One of those options usually is better than all the others.  The same principle of superiority holds true across the spectrum of where these decisions exist, both inside and outside of the pumpkin patch..  I have come to find that these principles hold true when picking out your real estate professional as well.  There are pros and cons to all firms, agents, and scenarios but what I want to do is to try and arm you with the information so that when the time comes, you can choose what/who is right for you.  

You know that little feeling you get inside of yourself deep down, call it instinct, intuition, or plainly just your gut.  That feeling is what I recommend that you listen to.  With that being said, the firm and person that you choose should be there to educate you.  I am not sure what you have been told or experienced in the past, but the real estate professional is there to coach you though.  Giving you options and laying out all of the possible outcomes to the decision that YOU get to make.  Notice I said that the decision is yours to make.  The professional tasked with helping you should never tell you what to do, only what you could do. Major difference there!  

On the other side of the coin any real estate professional worth their salt should CARE about more than their commission they are set to make off of this deal. A great quote I saw in a class I attended the other day went: 


“They (clients) do not care what you know, until they know that you care.”  


How TRUE! The agent, when under a representation contract,  is required to “act in the best interest of the client”. I make the mistake of assuming the best in people at times and that can come back to bite me.  The Code of Ethics does not say that they are required to care about the “success” of their client. How do you know the agent cares?  Same way you know that your friends and family cares of course!

Also I am a firm believer that “success” should be discussed in the very beginning of the representation agreement, that way agent and client are both on the same page for what the ultimate goal is with the property transaction. 

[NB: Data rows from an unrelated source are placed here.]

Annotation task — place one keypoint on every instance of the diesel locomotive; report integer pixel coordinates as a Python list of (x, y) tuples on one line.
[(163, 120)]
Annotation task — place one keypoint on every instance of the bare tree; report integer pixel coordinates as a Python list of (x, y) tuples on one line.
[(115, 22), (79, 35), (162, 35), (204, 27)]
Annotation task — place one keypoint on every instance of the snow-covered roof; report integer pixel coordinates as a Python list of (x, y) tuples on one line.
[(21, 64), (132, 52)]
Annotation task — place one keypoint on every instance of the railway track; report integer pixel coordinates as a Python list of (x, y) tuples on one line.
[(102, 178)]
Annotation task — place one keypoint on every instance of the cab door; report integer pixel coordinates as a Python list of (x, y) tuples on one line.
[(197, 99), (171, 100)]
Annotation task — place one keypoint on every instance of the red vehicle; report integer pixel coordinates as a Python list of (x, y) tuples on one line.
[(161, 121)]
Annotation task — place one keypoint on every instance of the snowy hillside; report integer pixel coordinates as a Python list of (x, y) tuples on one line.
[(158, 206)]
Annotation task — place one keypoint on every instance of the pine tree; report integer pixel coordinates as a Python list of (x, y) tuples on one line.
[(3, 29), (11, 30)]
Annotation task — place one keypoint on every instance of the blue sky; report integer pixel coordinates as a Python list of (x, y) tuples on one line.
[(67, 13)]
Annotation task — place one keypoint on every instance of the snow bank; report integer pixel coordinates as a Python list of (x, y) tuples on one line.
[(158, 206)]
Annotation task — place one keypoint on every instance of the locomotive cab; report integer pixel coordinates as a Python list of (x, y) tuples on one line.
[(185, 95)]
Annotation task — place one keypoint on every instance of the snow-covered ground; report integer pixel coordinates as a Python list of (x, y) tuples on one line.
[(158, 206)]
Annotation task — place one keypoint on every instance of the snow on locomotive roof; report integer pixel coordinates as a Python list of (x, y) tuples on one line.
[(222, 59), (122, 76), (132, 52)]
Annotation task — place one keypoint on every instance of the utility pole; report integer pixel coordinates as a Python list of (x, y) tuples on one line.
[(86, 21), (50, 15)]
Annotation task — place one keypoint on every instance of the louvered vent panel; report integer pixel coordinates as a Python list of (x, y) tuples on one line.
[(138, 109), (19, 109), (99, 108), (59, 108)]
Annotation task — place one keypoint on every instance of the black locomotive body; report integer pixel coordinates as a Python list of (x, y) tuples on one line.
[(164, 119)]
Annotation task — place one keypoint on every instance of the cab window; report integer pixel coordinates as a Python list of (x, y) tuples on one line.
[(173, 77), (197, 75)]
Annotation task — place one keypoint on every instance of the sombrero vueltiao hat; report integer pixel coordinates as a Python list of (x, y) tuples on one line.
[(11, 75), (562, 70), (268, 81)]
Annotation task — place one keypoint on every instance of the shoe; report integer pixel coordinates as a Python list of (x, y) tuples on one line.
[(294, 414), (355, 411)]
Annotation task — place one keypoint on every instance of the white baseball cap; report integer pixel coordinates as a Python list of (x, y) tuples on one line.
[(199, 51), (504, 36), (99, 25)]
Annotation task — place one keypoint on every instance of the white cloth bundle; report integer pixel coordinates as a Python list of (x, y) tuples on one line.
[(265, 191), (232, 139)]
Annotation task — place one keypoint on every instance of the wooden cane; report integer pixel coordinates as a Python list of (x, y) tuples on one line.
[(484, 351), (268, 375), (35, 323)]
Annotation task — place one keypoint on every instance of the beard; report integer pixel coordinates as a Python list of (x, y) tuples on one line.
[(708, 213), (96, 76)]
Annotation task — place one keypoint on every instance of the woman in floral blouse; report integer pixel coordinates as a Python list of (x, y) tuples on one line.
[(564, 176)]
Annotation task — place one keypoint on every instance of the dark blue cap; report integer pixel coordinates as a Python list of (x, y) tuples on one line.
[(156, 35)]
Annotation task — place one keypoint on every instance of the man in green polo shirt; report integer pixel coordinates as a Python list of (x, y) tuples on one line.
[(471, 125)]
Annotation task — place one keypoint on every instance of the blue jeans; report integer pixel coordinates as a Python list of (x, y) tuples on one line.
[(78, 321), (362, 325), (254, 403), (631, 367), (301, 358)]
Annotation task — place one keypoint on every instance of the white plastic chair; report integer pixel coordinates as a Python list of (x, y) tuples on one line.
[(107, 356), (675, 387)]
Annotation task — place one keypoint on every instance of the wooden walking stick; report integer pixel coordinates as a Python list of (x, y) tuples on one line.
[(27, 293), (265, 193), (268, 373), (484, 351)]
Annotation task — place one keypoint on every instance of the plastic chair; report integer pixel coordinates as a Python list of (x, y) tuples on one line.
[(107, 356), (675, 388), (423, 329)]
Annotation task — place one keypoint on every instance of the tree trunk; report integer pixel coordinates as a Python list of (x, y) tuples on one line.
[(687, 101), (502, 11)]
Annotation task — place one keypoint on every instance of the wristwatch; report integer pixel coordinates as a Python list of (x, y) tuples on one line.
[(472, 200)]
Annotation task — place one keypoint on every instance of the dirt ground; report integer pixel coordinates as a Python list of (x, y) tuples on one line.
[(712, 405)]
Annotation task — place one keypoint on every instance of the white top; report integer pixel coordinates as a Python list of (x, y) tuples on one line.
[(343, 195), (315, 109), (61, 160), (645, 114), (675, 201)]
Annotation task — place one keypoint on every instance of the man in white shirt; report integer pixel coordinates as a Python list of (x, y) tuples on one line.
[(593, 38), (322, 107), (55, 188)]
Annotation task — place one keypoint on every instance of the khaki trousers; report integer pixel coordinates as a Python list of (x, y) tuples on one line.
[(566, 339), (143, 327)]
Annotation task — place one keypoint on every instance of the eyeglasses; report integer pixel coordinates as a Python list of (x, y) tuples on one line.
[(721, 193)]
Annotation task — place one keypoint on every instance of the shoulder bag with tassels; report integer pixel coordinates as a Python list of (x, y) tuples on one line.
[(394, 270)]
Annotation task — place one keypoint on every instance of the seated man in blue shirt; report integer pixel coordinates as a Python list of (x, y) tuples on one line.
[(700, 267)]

Do your best to go into a transaction with an agent who care about the success of your transaction.  Also note that minor blunders could be a result of poor communication, these minor mistakes do not always mean that your agent does not care, it could be quite the opposite.  Potentially they care so much that they are applying pressure to the situation, in turn making it bubble over.  Best way to fix the agents over application of pressure? As the message always is, just communicate!